Upper Peninsula Power Company
- Trade name: UPPCO
- Industry: Electric power industry
- Founded: 1947
- Headquarters: 1002 Harbor Hills Drive, Marquette, Michigan, United States
- Key people: Gradon Haehnel, CEO
- Number of employees: 169
- Website: www.uppco.com

= Upper Peninsula Power Company =

Electric power utility in Michigan

The Upper Peninsula Power Company (UPPCO) is an electrical power utility provider headquartered in Marquette, Michigan, with service centers in Escanaba, Houghton, Iron River, Ishpeming, Munising and Ontonagon.

== History ==
The Upper Peninsula Power Company was formed in 1947 as a result of the merging of three electric utility providers: the Houghton County Electric Light Company, the Copper District Power Company, and Iron Range Light and Power.

UPPCO joined a coalition led by Wisconsin Public Service Corporation (WPS) in 1961 to create a coordination of electrical service providers in Upper Michigan and Wisconsin. Through this agreement, the Wisconsin-Upper Michigan System (WUMS) was created with the ultimate goal of increasing the electrical grid resiliency by coordinating operational tasks such as equipment maintenance and construction of infrastructure facilities.

In 1994, Wisconsin Public Service Corporation (WPS) formed the WPS Resources Corporation which became the holding company most partnered electric utility providers (excluding UPPCO) operated under at the time. UPPCO was eventually acquired by the holding company in 1998.

In 2007, UPPCO negotiated a separation from Integrys Energy Group (the new holding company resulting from a merger between WPS Resources Corporation and Peoples Energy Corp.). The separation was effectively completed in 2017 and UPPCO resumed operation as an independent electric utility provider.

== Service area ==
The UPPCO service area includes 10 counties in the central and western portion of Michigan's Upper Peninsula including: Alger, Delta, Marquette, Menominee, Schoolcraft, Baraga, Houghton, Iron, Ontonagon, and Keweenaw. The company serves approximately 52,000 customers which equates to approximately 12 customers per square mile.

== Power generation ==
UPPCO generates approximately 20% of the electrical power distributed to its customers. Additional power is purchased from Consumers Energy in lower Michigan and the Wisconsin Energy Corporation (WE Energies). UPPCO operates multiple electrical power generation plants primarily including hydroelectric dams. Operational facilities include:
- Victoria Dam in Rockland, Michigan - 12.2 Megawatts
- Boney Falls Dam in Cornell, Michigan - 4.1 Megawatts
- Prickett Hydroelectric Dam in Baraga, Michigan - 2 Megawatts
- Hoist Hydroelectric Dam in Negaunee, Michigan - 3.4 Megawatts
- Escanaba 1 Hydroelectric Dam in Escanaba, Michigan - 1.6 Megawatts
- Escanaba 3 Hydroelectric Dam in Escanaba, Michigan - 3 Megawatt

== Power transmission and distribution ==
UPCCO operates all transmission lines at 138,000 volts and has transmission interconnections with Wisconsin Public Service Corporation as well as Wisconsin Energies and the Cloverland Electric Cooperative.

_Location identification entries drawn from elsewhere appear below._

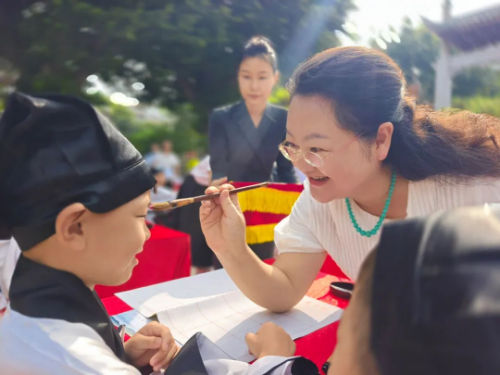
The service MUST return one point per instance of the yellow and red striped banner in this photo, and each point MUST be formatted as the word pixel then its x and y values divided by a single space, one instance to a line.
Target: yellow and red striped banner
pixel 265 207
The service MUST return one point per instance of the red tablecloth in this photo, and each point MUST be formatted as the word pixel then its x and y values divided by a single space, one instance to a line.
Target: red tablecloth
pixel 317 346
pixel 166 256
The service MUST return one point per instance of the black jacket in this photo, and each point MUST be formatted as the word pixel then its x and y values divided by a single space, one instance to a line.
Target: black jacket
pixel 245 153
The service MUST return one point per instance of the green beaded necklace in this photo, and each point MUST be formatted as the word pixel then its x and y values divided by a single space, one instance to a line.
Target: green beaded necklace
pixel 376 228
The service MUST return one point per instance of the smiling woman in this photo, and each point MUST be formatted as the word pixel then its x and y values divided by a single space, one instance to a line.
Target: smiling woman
pixel 370 156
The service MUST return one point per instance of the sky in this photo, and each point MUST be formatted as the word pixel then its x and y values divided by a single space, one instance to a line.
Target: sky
pixel 376 16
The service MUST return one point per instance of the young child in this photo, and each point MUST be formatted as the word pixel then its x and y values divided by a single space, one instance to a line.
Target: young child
pixel 74 193
pixel 432 309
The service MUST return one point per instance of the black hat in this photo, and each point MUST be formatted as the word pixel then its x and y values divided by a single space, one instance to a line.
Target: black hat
pixel 436 295
pixel 56 150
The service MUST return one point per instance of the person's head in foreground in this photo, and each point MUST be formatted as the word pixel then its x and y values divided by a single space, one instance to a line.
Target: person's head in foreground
pixel 73 190
pixel 74 193
pixel 427 300
pixel 350 126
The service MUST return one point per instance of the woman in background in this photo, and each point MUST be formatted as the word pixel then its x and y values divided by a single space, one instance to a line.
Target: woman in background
pixel 245 137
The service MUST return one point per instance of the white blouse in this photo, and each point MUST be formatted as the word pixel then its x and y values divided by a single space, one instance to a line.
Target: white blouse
pixel 314 227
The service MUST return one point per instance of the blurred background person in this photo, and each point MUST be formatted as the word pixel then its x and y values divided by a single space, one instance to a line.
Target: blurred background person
pixel 161 193
pixel 187 219
pixel 170 163
pixel 152 157
pixel 244 137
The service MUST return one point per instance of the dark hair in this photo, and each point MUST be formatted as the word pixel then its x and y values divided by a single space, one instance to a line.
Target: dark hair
pixel 259 46
pixel 366 88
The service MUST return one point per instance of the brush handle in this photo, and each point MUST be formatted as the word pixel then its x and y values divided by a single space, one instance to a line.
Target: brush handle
pixel 185 201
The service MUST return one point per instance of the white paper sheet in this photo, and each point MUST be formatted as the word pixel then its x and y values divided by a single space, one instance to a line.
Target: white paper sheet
pixel 226 319
pixel 212 304
pixel 152 299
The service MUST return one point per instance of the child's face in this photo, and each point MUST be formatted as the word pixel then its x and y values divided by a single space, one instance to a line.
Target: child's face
pixel 112 242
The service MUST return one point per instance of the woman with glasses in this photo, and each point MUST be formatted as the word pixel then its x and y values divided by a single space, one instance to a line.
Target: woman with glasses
pixel 244 137
pixel 371 156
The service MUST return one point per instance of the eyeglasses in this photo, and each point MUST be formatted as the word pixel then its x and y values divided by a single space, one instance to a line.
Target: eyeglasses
pixel 314 159
pixel 325 367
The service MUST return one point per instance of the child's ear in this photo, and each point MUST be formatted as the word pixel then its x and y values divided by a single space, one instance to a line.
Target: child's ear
pixel 69 229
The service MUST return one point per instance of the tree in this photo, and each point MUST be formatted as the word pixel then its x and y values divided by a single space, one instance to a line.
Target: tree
pixel 416 55
pixel 182 50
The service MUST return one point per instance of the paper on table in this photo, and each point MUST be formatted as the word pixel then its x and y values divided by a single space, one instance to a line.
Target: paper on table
pixel 152 299
pixel 132 320
pixel 227 318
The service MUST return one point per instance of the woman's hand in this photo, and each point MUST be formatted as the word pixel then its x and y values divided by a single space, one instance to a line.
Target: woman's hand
pixel 222 221
pixel 270 340
pixel 153 344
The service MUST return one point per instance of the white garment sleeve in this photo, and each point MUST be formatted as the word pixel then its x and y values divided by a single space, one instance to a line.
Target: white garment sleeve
pixel 294 234
pixel 488 192
pixel 281 366
pixel 50 346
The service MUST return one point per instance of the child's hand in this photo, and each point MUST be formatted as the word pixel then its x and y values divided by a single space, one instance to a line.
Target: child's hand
pixel 153 344
pixel 270 340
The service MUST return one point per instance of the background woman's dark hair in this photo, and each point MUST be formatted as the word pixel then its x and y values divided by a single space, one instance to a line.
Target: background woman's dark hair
pixel 366 88
pixel 262 47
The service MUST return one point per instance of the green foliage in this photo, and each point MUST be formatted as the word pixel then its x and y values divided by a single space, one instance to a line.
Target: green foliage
pixel 182 50
pixel 280 97
pixel 479 104
pixel 419 50
pixel 143 133
pixel 416 53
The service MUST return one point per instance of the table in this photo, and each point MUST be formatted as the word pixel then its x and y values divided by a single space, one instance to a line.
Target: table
pixel 317 346
pixel 166 256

UPPCO operates sub-transmission systems at 69,000 volts and has sub-transmission interconnections with the Marquette Board of Light and Power, Alger-Delta Electric Cooperative, and Cloverland Electric Cooperative.

UPPCO operates its distribution network at 12,470/7,200 volts. The company's distribution network includes approximately 3,300 miles of both single and three phase power circuits served by 58 distribution substations.